Many use cases allow for Events to be removed from an Event Stream in order to preserve space and prevent the reading of stale data.
How can we remove events from an Event Stream based on a criteria, such as event age or Event Stream size?
The solution for limited retention will depend on the Event Streaming Platform. Most platforms will allow for deletion of events using an API or with an automated process configured within the platform itself. Because Event Streams are modeled as immutable event logs in the Event Store, events will be removed from the beginning of an Event Stream moving forward (i.e., oldest events are being removed first). Event Processing Applications that are reading from the stream will not be given the deleted events.
Apache Kafka® implements a Limited Retention Event Stream by default. With Kafka, Event Streams are modeled as Topics. Kafka provides two types of retention policy, which can be configured on a per-topic basis or as a default for new topics.
With time-based retention, events will be removed from the topic after the event timestamp indicates an event is older than the configured log retention time.

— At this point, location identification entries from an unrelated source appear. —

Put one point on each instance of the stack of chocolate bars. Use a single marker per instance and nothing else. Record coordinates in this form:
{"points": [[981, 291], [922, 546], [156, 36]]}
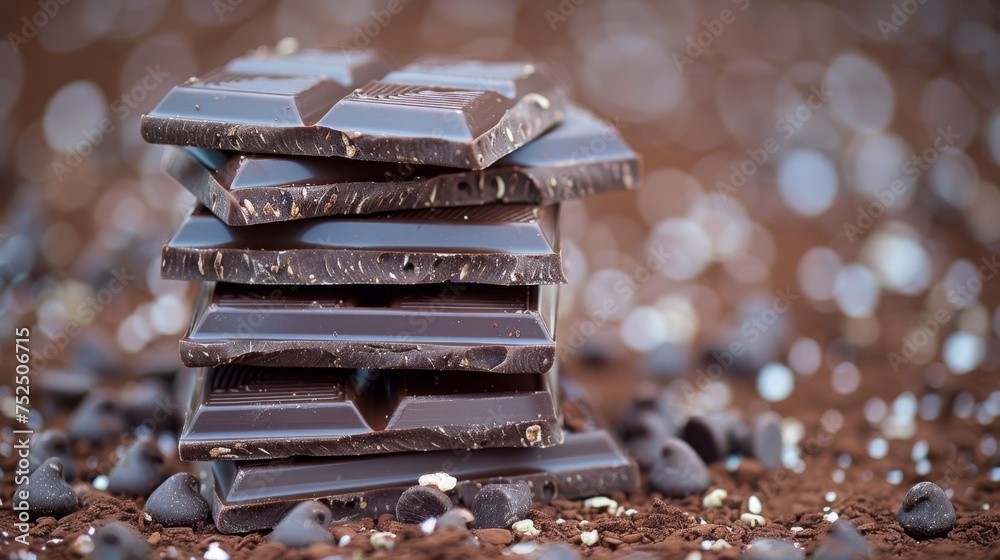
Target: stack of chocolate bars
{"points": [[379, 258]]}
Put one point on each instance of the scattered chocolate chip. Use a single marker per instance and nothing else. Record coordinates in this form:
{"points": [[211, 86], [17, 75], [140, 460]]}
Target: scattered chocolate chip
{"points": [[97, 418], [500, 505], [53, 443], [711, 435], [303, 526], [458, 519], [845, 543], [419, 503], [116, 541], [762, 441], [177, 502], [62, 390], [139, 470], [98, 356], [554, 551], [679, 471], [770, 549], [47, 492], [926, 512], [648, 399]]}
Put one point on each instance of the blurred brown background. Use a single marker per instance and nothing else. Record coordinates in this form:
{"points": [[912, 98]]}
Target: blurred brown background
{"points": [[778, 140]]}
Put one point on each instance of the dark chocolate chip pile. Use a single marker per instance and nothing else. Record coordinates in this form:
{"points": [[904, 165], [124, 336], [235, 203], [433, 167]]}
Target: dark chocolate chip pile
{"points": [[47, 492], [419, 503], [500, 505], [138, 471], [178, 503], [926, 511]]}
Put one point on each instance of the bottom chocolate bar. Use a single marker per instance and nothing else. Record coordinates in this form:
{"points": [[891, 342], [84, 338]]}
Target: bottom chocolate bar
{"points": [[255, 495], [242, 412]]}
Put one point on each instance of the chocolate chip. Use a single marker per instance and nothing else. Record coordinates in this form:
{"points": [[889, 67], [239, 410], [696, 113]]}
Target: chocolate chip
{"points": [[98, 356], [926, 512], [116, 541], [149, 403], [419, 503], [711, 435], [500, 505], [647, 434], [845, 543], [554, 551], [679, 471], [770, 549], [177, 502], [47, 492], [139, 470], [303, 526], [762, 441], [648, 399], [97, 418], [53, 443], [458, 519]]}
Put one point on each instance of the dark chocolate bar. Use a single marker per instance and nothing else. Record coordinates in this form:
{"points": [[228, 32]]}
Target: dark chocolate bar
{"points": [[434, 111], [494, 244], [470, 327], [244, 412], [250, 496], [580, 157]]}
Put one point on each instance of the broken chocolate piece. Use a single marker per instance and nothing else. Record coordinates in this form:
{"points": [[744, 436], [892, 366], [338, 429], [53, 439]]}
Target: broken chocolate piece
{"points": [[496, 244], [254, 495], [246, 412], [580, 157], [468, 327], [444, 112]]}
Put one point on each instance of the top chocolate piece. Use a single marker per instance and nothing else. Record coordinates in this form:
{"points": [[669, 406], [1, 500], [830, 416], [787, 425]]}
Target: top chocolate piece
{"points": [[580, 157], [435, 111]]}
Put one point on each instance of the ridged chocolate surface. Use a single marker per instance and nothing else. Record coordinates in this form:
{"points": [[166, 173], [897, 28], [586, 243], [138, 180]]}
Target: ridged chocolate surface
{"points": [[255, 495], [495, 244], [245, 412], [453, 113], [467, 327]]}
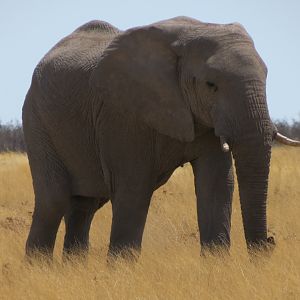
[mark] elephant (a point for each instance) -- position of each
(111, 114)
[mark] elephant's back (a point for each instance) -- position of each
(64, 71)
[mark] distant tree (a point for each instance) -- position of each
(291, 129)
(12, 138)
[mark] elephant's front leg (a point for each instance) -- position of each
(214, 186)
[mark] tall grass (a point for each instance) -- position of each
(170, 266)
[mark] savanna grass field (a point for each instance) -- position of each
(170, 266)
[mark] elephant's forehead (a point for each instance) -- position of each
(238, 60)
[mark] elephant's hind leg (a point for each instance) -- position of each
(78, 220)
(51, 188)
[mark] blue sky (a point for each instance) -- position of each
(29, 28)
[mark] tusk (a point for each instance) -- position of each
(224, 145)
(284, 140)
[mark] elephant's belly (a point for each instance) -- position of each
(89, 188)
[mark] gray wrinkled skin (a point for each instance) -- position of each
(111, 115)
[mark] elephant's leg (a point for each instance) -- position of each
(51, 188)
(78, 220)
(48, 212)
(214, 188)
(130, 209)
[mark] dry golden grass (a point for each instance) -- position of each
(170, 266)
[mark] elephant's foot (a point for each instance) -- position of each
(261, 249)
(130, 254)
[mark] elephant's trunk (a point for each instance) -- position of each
(252, 163)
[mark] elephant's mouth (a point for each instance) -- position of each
(226, 144)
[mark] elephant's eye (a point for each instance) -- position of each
(212, 86)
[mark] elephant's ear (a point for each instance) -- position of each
(137, 74)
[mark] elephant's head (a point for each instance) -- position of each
(178, 72)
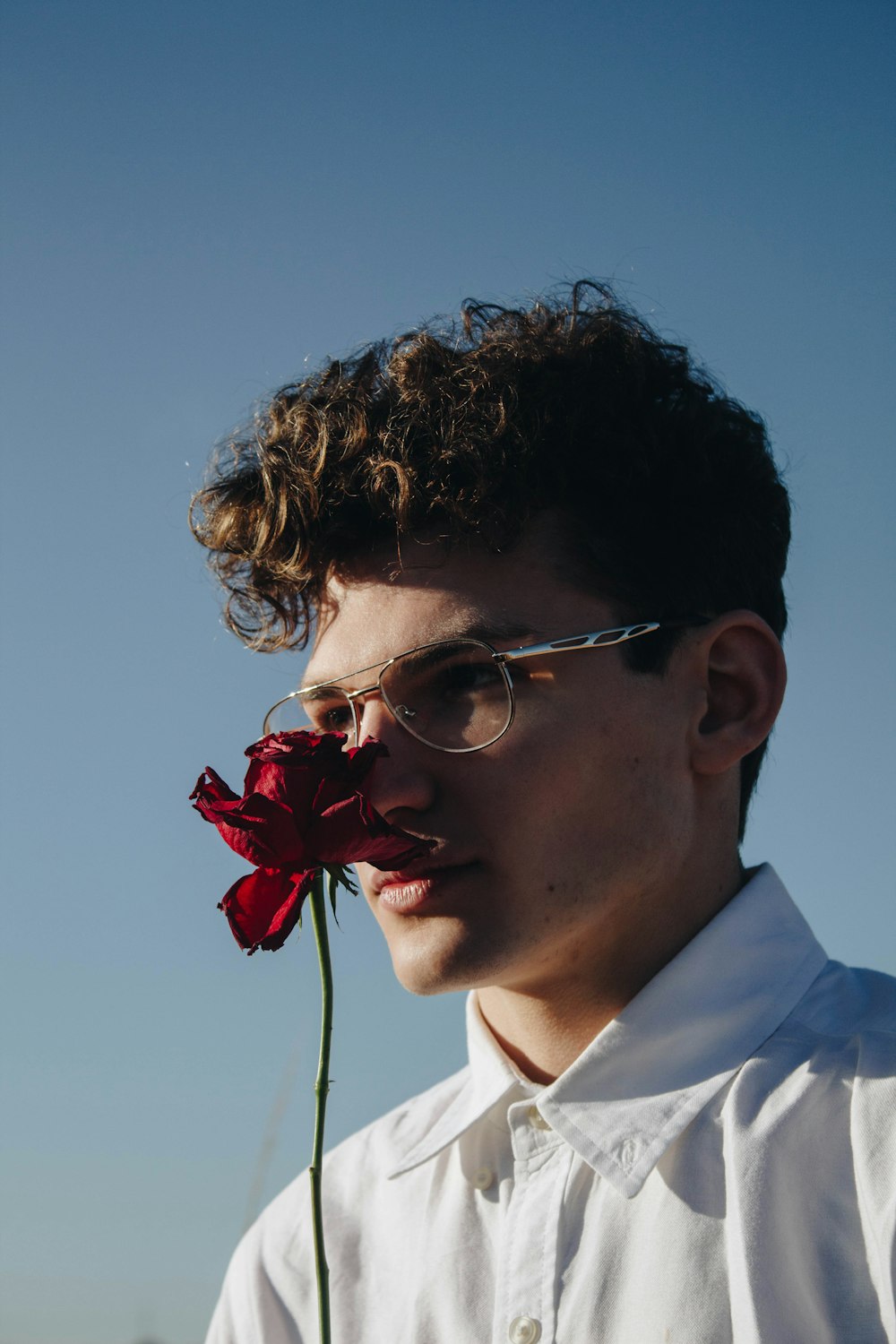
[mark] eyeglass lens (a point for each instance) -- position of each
(452, 696)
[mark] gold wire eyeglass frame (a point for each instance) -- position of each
(592, 640)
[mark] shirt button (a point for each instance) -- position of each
(524, 1330)
(484, 1177)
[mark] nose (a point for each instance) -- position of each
(401, 785)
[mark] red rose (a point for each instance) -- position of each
(303, 808)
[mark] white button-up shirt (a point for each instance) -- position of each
(718, 1166)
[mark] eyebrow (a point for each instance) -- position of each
(478, 629)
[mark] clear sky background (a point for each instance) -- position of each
(203, 199)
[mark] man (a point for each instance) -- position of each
(677, 1118)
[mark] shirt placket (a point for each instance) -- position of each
(528, 1269)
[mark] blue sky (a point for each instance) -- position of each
(202, 201)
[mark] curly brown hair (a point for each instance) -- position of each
(667, 489)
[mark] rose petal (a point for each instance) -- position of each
(263, 908)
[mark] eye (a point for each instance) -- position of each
(328, 711)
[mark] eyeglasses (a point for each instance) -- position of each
(454, 695)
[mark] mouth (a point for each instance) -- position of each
(410, 889)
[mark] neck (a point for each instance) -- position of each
(544, 1029)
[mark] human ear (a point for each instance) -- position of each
(743, 674)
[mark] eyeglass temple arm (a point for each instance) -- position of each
(599, 639)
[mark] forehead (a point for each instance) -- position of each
(392, 604)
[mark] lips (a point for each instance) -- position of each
(422, 873)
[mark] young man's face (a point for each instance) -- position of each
(557, 849)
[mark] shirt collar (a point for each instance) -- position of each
(654, 1067)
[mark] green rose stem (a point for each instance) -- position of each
(322, 1088)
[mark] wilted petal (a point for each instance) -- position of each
(263, 908)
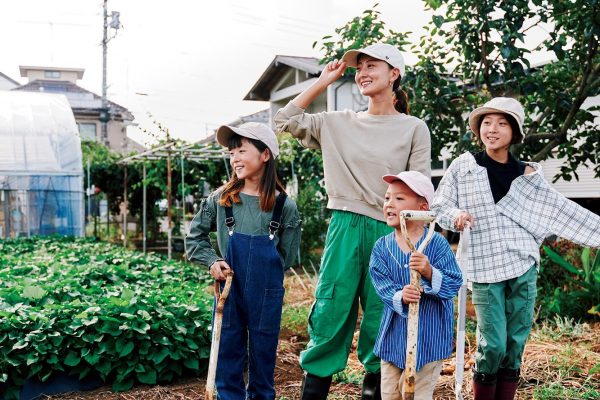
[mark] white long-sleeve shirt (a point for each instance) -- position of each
(506, 236)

On Kafka this is configured with the
log.retention.hours setting, which can be set as a default to apply to all topics or on a per-topic basis. Additionally, Kafka respects a
log.retention.ms settings to define shorter retention periods.
The following example sets the retention period of a topic to one year:
For more guidance and configuring time-based data retention, see the Kafka Broker Configurations documentation for default settings, or the Modifying Topics section for modifying existing topics.
With size-based retention, events will begin to be removed from the topic once the total size of the topic violates the configured maximum size. Kafka supports a
log.retention.bytes configure. For example, to configure the maximum size of a topic to 100GB you could set the configuration as follows:
For more guidance and configuring size-based data retention, see the Kafka Broker Configurations documentation for default settings, or the Modifying Topics section for modifying existing topics.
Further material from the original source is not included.